В прошлый раз был возбужден вопрос: согласимы ли вообще наши научные специально-психиатрические взгляды с требованиями уголовного закона, согласимы ли они с современными принципами уголовного права? – Да отчего же тут не будет согласимости? Ведь мы, психиатры, не вздумаем же отрицать всю научную психологию, из представителей которой мне достаточно лишь назвать имена Джемса и Джона Миллей, Бэна, Спенсера, Вундта, Горвица, Джорджа Генриха Льюиса. Учение о воле, разумеется, не в смысле спиритуалистическом, а в смысле психологическом, прекрасно излагается у физиологов, напр. у Джорджа Льюиса, у Вильгельма Вундта в его переведенной мною на русский язык «Физиологической психологии», излагается также в таких сочинениях как «Le Cerveau» парижского невролога Льюиса и в недавно вышедшем анатомо-физиологическом сочинении Чарльтона Бастиана «Le Cerveau et la pensee».
Поэтому, сославшись на эти труды, я считаю излишним (да и не имею времени) развивать здесь психологическое учение о воле и ее – разумеется, условной – свободе. Но, может быть, юристы вообще, и составители уголовных уложений в частности, все еще в своих понятиях о воле стоят на почве «метафизики»? Ничуть не бывало; кто утверждает это, тот не только никогда не брал в руки, напр., хоть курса русского уголовного права профессора Таганцева, но и не вслушался в читавшиеся здесь в прошлое заседание объяснения редакционной комиссии, по которым прямо видно, что в вопросе о свободе действования члены редакционной комиссии стояли вполне на научно-психологической почве, воспользовались выводом, одинаково общим учению эмпирической и физиологической психологических школ, и потому, что, разумеется, не должно казаться удивительным, выразили в сущности то же самое, что стоит у Крафт-Эбинга в общей части его судебной психопатологии.

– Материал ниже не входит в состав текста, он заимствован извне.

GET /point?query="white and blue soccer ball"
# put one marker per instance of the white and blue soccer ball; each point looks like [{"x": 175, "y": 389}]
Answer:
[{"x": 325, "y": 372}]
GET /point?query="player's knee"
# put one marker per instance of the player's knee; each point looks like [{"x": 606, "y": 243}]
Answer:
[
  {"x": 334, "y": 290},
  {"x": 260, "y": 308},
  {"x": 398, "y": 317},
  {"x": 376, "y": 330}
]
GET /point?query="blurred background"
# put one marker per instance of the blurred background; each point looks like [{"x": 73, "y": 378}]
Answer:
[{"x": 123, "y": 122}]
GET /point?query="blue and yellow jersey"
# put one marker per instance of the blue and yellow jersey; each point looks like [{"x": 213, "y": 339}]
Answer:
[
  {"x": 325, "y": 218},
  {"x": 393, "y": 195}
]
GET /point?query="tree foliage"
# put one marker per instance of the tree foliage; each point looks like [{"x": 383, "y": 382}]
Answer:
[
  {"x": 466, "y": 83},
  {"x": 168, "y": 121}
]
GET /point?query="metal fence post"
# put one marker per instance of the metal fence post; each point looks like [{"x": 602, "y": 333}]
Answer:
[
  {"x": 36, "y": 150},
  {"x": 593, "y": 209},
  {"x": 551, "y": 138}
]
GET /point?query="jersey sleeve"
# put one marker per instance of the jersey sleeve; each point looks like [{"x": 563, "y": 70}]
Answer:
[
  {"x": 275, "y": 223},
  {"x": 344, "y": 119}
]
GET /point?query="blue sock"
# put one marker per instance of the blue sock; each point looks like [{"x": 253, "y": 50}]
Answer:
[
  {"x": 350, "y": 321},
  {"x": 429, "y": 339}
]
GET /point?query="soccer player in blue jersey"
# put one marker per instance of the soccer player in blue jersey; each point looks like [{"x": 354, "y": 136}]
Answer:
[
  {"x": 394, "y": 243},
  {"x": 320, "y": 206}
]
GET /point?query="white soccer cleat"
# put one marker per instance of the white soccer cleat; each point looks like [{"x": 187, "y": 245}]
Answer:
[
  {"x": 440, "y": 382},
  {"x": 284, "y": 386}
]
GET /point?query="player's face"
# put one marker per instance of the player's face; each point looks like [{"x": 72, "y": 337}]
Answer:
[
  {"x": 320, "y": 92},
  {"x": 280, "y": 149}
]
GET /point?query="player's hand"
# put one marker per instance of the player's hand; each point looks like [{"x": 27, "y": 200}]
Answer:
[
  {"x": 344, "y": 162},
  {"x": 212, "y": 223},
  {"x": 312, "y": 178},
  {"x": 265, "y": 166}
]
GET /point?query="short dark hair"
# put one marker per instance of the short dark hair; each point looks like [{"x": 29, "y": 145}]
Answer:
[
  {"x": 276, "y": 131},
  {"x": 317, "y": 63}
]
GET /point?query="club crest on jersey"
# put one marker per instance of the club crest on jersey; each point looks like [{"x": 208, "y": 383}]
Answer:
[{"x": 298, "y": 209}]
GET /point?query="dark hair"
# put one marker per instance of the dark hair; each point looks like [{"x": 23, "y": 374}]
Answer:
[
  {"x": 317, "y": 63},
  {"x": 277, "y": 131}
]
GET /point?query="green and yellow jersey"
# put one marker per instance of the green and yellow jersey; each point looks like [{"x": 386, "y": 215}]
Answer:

Прежде чем оставлю эту сторону дела, скажу следующее. Неосновательность высказанного (д-ром М.П. Л-вым) в прошлый раз утверждения, что все уложения до сих пор строятся на спиритуалистическом принципе абсолютно свободной воли, принципе, нарушающем всеобщность закона причинности, – неосновательность этого утверждения видна будет для всякого, кто взглянет лишь на обертку нашего действующего уложения; в самом деле, там напечатано: «Уложение о наказаниях уголовных и исправительных». Значит, бывают наказания исправительные. Но тот, кто хочет путем наказания исправлять злую волю, уже этим самым отрицает абсолютную свободу воли и, напротив, утверждает, что внешние факторы (как напр., наказание) могут отражаться на воле определяющим и изменяющим образом. А что такое значит уголовные наказания, и на что они рассчитаны?
Они рассчитаны на то, что страх поплатиться за преступное деяние повлияет определяющим образом на волю человека, умышляющего такое деяние, и он удержится от приведения своего умысла в исполнение. Устрашающее значение наказаний, на которое закон тоже рассчитывает, опять-таки показывает, что уложения о наказаниях строятся не на принципе абсолютной свободы воли, а, напротив, на принципе ее определяемости внешними факторами, на принципе детерминистическом, совершенно противоположном индетерминистическому учению спиритуалистов.